Re: [CCE-WORKING-GROUP-LIST] Scope of CCE?

Steve Grubb
On Friday, October 12, 2012 03:12:22 PM Mann, Dave wrote:
> If primary source vendors (e.g. Microsoft, RedHat, etc.) can auto produce
> and document their own, proprietary IDs for all controls in a given
> platform that they produce, is there any need for CCE?
>
> I would think that the only extra value would be a consistent syntax for
> IDs.  Would that be true?

We don't produce any proprietary identifiers at all. But what we would like to
see is a uniform set of identifiers that can be re-used so that we don't need
new ones for each release of RHEL. As far as we are concerned, all OS should
have similar identifiers. There are other parts of SCAP that know specifically
which file or how to how to do the check. But something like "The password
length should be set appropriately" is universal across all OSes.

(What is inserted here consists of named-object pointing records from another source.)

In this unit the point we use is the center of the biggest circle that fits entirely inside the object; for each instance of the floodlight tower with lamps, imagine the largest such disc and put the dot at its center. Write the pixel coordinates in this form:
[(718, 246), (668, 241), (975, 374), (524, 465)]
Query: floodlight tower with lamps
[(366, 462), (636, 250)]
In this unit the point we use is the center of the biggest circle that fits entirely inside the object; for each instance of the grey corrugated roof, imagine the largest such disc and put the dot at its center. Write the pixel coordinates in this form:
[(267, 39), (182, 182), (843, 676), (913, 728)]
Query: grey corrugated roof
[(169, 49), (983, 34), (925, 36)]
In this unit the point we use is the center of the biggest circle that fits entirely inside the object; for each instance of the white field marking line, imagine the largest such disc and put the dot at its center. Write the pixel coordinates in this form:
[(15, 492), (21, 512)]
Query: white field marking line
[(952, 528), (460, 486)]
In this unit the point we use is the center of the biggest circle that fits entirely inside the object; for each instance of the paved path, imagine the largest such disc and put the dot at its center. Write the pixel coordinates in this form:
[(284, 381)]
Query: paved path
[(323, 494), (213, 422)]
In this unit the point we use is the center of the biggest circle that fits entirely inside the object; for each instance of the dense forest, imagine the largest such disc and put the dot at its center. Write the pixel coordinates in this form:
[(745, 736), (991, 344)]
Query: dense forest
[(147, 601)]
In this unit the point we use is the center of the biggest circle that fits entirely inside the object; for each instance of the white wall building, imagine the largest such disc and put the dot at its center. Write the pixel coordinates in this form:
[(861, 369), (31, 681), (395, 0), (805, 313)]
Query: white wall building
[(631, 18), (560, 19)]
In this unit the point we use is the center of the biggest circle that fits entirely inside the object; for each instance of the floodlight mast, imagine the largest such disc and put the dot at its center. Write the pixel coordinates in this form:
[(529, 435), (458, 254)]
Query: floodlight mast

To us, we would like a set of ID's that can be used on RHEL5, 6, 7, Fedora 17,
18, rawhide, maybe even Centos or Scientific Linux. (Imagine how many govt
agencies are running RHEL content on Centos? Do you think they are applying
for new ID's?) As far as that goes, Linux is a place where people share code
and other things. So, I bet you'll find people trying to use RHEL content for
Ubuntu, Debian, Suse, etc. Those people won't know that they are supposed to
have unique identifiers and they won't go get new ones. CCE identifiers will
leak from one distribution to another. IOW, I think the horse is out of the
barn in our world.

To me, the most sensible thing to create one set of identifiers once and for
all and only add to them when needed. (This would probably help the 800-53
mappings, too.) This would have the added benefit of allowing greater
correlation between operating systems and releases of those OS'es.

-Steve
Reply | Threaded
Open this post in threaded view
|  
Report Content as Inappropriate

Re: [CCE-WORKING-GROUP-LIST] Scope of CCE?

Mann, Dave
Steve Grubb noted:
We don't produce any proprietary identifiers at all. But what we would like to
see is a uniform set of identifiers that can be re-used so that we don't need
new ones for each release of RHEL.

Dave responds:
If you were to produce your own proprietary IDs, you could produce them in any way you choose to, with no regard to existing CCE conventions such as re-issuance of CCEs for different platform groups (i.e. major versions).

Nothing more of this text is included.